Thursday, May 20, 2010

Scalable concurrent deterministic event processing via lazy topological sorting

Quite often in designing software you come across the case where you have a stream of events or messages and you have to correlate them to update a set of entities (distinctive state objects). In a financial system, you might have a stream of transaction events (not to be confused with transactions in the consistent/concurrent data sense) that are used to update multiple accounts (i.e. transfer money from one account to another) and in a video game you might have a set of things that happened (collisions, triggered events, timers, events from entities) that cause entities to be updated (rocket hits player, rocket explodes, player dies). Of course, in an MMORPG with a full economy system, you might have all of the above!

In general, processing events in a deterministic order per entity is also an important feature of these systems. In the case of a bank, it's usually illegal to process transactions out of order, because if I transferred money into an account and then paid a bill, I wouldn't want to end up in overdraw. For a game it may be important for reproducibility, which can be very important for debugging and keeping state in sync across a network for multi-player.

Doing this as a completely serial process is straightforward and easy.

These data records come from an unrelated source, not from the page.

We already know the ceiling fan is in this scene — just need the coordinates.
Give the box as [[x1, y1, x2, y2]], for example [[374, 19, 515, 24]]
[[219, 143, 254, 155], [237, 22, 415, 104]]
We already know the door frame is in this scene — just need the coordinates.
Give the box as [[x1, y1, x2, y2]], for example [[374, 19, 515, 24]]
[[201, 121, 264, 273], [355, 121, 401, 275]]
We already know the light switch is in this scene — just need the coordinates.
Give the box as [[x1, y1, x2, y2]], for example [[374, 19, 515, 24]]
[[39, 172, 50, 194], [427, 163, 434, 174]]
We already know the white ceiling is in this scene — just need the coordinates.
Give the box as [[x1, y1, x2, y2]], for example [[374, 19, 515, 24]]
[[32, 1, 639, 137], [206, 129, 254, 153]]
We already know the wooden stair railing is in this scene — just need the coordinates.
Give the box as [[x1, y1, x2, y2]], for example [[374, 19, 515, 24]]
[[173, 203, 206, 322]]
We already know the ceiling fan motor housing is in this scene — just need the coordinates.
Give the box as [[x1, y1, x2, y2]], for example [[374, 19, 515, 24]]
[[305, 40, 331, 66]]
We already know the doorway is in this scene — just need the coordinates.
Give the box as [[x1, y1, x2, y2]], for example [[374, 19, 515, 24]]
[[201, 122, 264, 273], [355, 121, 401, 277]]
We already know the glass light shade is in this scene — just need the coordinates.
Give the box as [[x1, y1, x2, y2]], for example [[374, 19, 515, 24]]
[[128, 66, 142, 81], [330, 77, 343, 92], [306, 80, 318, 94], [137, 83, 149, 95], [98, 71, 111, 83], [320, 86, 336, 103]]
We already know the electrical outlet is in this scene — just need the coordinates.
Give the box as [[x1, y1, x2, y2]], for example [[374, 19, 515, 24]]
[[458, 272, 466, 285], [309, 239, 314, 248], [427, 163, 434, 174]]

However, doing it concurrently can be quite a tricky problem, one that can be very hard to solve with fine grained locking. Interestingly enough, a simple traditional transactional system (as implemented in an RDBMS or Software Transactional Memory) alone isn't quite enough to handle the problem of deterministic ordering as transactions themselves will need to be processed in a deterministic order, which brings it back to a fully serial problem!

What we need is a lazily processed topological sort for events, where events are processed in dependent order and dependencies are implicit based on what entities must be consistent at the time each event is processed and the order the events arrive in. That sounds like quite a big problem to solve, especially with concurrency in the mix!

It turns out however that there is a solution, as long as you know what entities need to be processed for an event ahead of it being processed. Firstly, the system involves two processes running concurrently; the inherently serial event ordering (which may be split into two concurrent sub-processes) and the event processing, where multiple events can potentially be processed concurrently. I say "potentially" because in the worst case, every event involves the same entity, forcing serial processing.

Secondly, it turns out that once we have the system in place, we don't need a transaction system for consistency as with this solution each event is guaranteed to be processed consistently. This is good, because it means less overhead overall.

In the simplest and most naive terms, this ordering and consistency is accomplished by each entity having a FIFO queue. The event ordering process places events at the back of the queue for each entity the event processing for that event must touch. This is done in the order events arrive, to enforce the deterministic ordering of event processing.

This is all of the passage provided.